For about five seconds, I blinked at her like a light-blinded mole. And then I felt a huge wave of relief. Kat's point was absolutely right. I was trying to do a thousand things when all I really needed was to be still. Once my daughter shocked me back into the here and now, it became obvious that the moment I was already living was perfect. I was with people I love. We had air to breathe, a dog to dote on, tea to drink—even lemons. I realized that the only thing any of us ever has is the moment we're living now. And we don't have to let FOMO pull us out of it, into a fantasy that can never be realized.

Since then I've mentally shouted, "Stop!" whenever FOMO begins to whir in my head. Stop and smell the clothes fresh from the dryer. Stop and appreciate a cool drink of water. Stop and rejoice in the knowledge that since FOMO is generated by your own mind, it can be halted there without one iota of physical effort.

What You've Really Been Missing

If anyone in history should have died from FOMO, it would be Emily Dickinson, an agoraphobe who virtually never left her house and almost certainly never owned a phosphorescent pacifier.
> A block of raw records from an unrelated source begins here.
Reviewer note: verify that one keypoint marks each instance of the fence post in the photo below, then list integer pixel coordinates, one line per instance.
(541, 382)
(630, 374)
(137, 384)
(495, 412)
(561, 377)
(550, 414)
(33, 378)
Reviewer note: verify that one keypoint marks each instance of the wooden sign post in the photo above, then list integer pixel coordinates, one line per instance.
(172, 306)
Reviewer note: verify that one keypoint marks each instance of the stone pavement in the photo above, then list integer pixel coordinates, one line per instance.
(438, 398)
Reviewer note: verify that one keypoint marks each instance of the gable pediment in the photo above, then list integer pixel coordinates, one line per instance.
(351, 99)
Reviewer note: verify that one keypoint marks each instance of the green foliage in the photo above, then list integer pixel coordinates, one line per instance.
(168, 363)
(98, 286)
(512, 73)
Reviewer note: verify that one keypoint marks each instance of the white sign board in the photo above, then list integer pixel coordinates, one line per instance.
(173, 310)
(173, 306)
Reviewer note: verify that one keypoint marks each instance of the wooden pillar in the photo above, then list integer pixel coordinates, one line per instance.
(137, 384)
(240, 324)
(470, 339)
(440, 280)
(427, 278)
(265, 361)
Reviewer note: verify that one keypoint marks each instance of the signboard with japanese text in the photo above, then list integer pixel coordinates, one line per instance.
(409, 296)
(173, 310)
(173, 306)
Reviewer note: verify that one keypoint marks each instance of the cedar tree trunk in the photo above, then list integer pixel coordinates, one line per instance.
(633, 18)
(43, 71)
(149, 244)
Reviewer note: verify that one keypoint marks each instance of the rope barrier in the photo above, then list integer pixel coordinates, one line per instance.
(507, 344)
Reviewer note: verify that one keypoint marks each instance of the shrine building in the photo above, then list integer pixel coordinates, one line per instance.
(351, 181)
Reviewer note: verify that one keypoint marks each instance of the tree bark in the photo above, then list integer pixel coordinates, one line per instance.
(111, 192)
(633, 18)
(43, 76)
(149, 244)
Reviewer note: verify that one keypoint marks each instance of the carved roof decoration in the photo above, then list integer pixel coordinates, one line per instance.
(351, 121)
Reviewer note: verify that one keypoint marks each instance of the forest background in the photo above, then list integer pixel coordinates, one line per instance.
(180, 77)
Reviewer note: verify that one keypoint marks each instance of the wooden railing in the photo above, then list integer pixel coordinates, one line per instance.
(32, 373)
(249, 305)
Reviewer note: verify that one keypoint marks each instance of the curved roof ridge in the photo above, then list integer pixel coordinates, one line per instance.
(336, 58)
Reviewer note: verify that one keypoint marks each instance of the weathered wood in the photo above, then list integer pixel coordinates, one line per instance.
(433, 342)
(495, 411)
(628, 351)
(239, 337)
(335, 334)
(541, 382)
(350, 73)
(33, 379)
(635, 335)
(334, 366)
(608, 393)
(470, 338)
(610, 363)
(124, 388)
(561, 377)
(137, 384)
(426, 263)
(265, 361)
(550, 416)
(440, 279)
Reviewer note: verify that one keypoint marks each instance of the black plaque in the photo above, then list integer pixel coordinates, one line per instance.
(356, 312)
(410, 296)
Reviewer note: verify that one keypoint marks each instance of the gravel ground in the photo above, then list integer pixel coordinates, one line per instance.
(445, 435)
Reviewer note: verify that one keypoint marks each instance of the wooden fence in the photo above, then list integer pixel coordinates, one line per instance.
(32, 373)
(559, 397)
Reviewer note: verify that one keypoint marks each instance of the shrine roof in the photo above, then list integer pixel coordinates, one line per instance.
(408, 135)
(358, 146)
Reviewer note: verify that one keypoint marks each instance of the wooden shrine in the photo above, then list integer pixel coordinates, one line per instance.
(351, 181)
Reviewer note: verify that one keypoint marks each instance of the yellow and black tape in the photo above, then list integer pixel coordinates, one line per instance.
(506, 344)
Yet millions of people still read Dickinson's stunning descriptions of many mind-blowing experiences. "To live," she once wrote, "is so startling it leaves little time for anything else."

This very moment of your life, if you experience it fully, will show you astonishing wonders and exquisite delights. Simple presence will take you on adventures you could miss altogether in the pursuit of nonstop thrills—without the anxiety, exhaustion, and expense. So learn to disbelieve the media hype. Listen for the wiser, deeper inner voice that tells you to relax, to melt open, to stop. Once you try it, you won't believe what you've been missing.